Je pense que les apiculteurs américains doivent réinventer la filière afin qu’ils puissent gagner leur vie sans avoir à faire de transhumance pour la pollinisation (c’est ce que j’enseigne : remplacer la transhumance par l’élevage de reines et d’essaims).

Les apiculteurs du monde devraient communiquer plus entre eux, et j’ai le sentiment qu’internet est d’une grande aide. J’ai justement reçu un e-mail hier d’un apiculteur de République Tchèque qui me posait des questions parce qu’il avait vu l’une de mes vidéos sur Youtube où j’installais des ruchettes. Ce moyen de communication est incroyable et ouvre de réelles opportunités pour les apiculteurs d’un bout à l’autre du globe.
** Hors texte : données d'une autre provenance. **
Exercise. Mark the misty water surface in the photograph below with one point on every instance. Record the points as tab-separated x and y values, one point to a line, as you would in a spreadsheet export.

Nous devrions mieux valoriser le miel pour qu’il permette aux apiculteurs de vivre à temps plein de leur activité.

Quel conseil souhaitez-vous faire passer aux nouveaux apiculteurs ?

Respectez vos abeilles, et travaillez avec leur instinct. Gardez un œil sur la météo, elle influe tellement sur les abeilles. Vous devez être en harmonie avec ce qui se produit à un instant T pour elles, en termes de nourriture et de temps de vol. Soyez ouvert et curieux envers vos abeilles, quand vous les « écoutez » elles vous disent beaucoup.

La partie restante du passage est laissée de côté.